Part-1: Hadoop HDFS Installation on single node cluster with Google cloud VM

In this guide we will discuss how to install Hadoop HDFS on a single node cluster with Google Cloud. Follow video tutorial. To copy various commands, you can come back to this page.

Create a new VM in google cloud as shown in video. Create instance as E2 Standard. Use Ubuntu as base image. Use Standard Persistent Disk of 10GB. You can set instance as preemptable to save cost on VM.

Open SSH terminal in browser window.

Update repositories using this command.

sudo apt-get update

Install latest version of JDK using this command

sudo apt-get install default-jdk

Once JDK is installed, check java version using this command

java -version

Take note of java version and find java install directory. This will be useful later to set JAVA_HOME path.

To find java install directory, use “which” command and “readlink” command as shown in video.

which java

Output: /usr/bin/java

readlink /usr/bin/java

Output: /etc/alternatives/java

readlink /etc/alternatives/java

Output: /usr/lib/jvm/java-8-openjdk-amd64/jre/bin/java

Take a note of above path in blue. This will be JAVA_HOME path in next few steps.
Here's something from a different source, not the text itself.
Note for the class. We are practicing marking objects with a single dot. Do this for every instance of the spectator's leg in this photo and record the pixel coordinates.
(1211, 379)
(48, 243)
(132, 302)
Go to hadoop site and copy latest link of hadoop tar file.

http://hadoop.apache.org/releases.html

Download hadoop .tar.gz file using wget command in Downloads directory
wget http://apache.forsale.plus/hadoop/common/hadoop-3.1.4/hadoop-3.1.4.tar.gz

Extract .tar.gz file.

tar -zxvf hadoop-3.1.4.tar.gz

Move extracted hadoop directory to /usr/local

mv hadoop-3.1.4 /usr/local/hadoop

Edit .bashrc file and set environment variables as shown. These variables are important.

vi ~/.bashrc

In ~/.bashrc file add below lines at the end of file and save it.
export JAVA_HOME=/usr/lib/jvm/java-8-openjdk-amd64
export PATH=$PATH:$JAVA_HOME/bin
export HADOOP_HOME=/usr/local/hadoop
export PATH=$PATH:$HADOOP_HOME/bin
export PATH=$PATH:$HADOOP_HOME/sbin
export HADOOP_CONF_DIR=/usr/local/hadoop/etc/hadoop
export HADOOP_CLASSPATH=
/usr/lib/jvm/java-8-openjdk-amd64/lib/tools.jar

Take a note of JAVA HOME variable, we have used path that we found earlier using “which” and “readlink” commands. You may need to change this path if you are using different version of java.
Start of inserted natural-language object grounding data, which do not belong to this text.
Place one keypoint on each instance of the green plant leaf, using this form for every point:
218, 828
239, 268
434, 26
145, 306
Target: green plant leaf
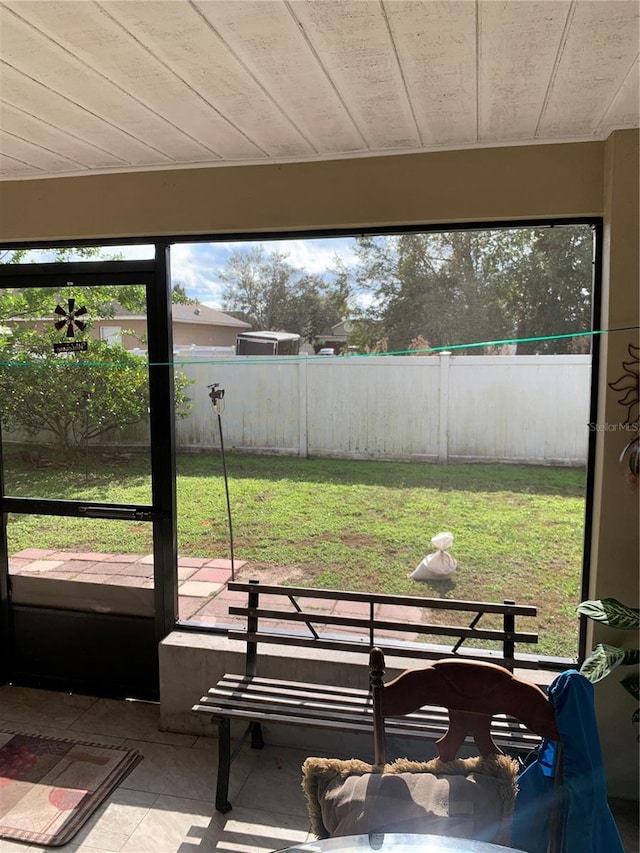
611, 612
601, 662
631, 684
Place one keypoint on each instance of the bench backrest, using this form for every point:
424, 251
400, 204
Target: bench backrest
293, 617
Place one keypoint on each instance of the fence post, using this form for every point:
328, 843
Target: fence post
303, 414
443, 428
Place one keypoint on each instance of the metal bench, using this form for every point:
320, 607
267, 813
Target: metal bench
258, 700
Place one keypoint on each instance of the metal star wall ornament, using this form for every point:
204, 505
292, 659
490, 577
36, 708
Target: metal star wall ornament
69, 318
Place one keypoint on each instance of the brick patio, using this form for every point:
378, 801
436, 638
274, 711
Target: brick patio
203, 595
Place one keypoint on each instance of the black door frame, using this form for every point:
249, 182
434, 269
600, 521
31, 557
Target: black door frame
129, 665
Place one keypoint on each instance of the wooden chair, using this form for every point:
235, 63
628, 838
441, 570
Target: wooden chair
473, 692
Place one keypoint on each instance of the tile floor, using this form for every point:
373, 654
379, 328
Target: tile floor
165, 805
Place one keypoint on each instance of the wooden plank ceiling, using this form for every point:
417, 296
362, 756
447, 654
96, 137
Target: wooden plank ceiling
129, 85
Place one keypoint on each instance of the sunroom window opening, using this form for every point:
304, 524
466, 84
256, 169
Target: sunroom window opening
71, 254
455, 398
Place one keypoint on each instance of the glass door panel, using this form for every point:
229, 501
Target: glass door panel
75, 395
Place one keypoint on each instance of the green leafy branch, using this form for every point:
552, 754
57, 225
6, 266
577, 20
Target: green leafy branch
605, 658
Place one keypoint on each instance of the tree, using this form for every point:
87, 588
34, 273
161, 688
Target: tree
468, 286
270, 293
75, 396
Reload environment variables –

source ~/.bashrc

Add Java home path in hadoop-env.sh file

vi $HADOOP_CONF_DIR/hadoop-env.sh

Add below line in this file.
export JAVA_HOME=/usr/lib/jvm/java-8-openjdk-amd64

Edit hadoop core site settings and add lines as shown. This will set default hdfs port.

vi $HADOOP_CONF_DIR/core-site.xml

Add below lines in core-site.xml. Make sure IP address is reflected for NameNode. This is a single node setup, so you can just use localhost.

<property>
<name>fs.defaultFS</name>
<value>hdfs://localhost:54310</value>
</property>

Edit yarn site settings and add lines as shown.

vi $HADOOP_CONF_DIR/yarn-site.xml

<property>
<name>yarn.nodemanager.aux-services</name>
<value>mapreduce_shuffle</value>
</property>
<property>
<name>yarn.nodemanager.aux-services.mapreduce.shuffle.class</name>
<value>org.apache.hadoop.mapred.ShuffleHandler</value>
</property>
<property>
<name>yarn.resourcemanager.hostname</name>
<value>localhost</value>
</property>

Edit mapred-site.xml file and Add below lines.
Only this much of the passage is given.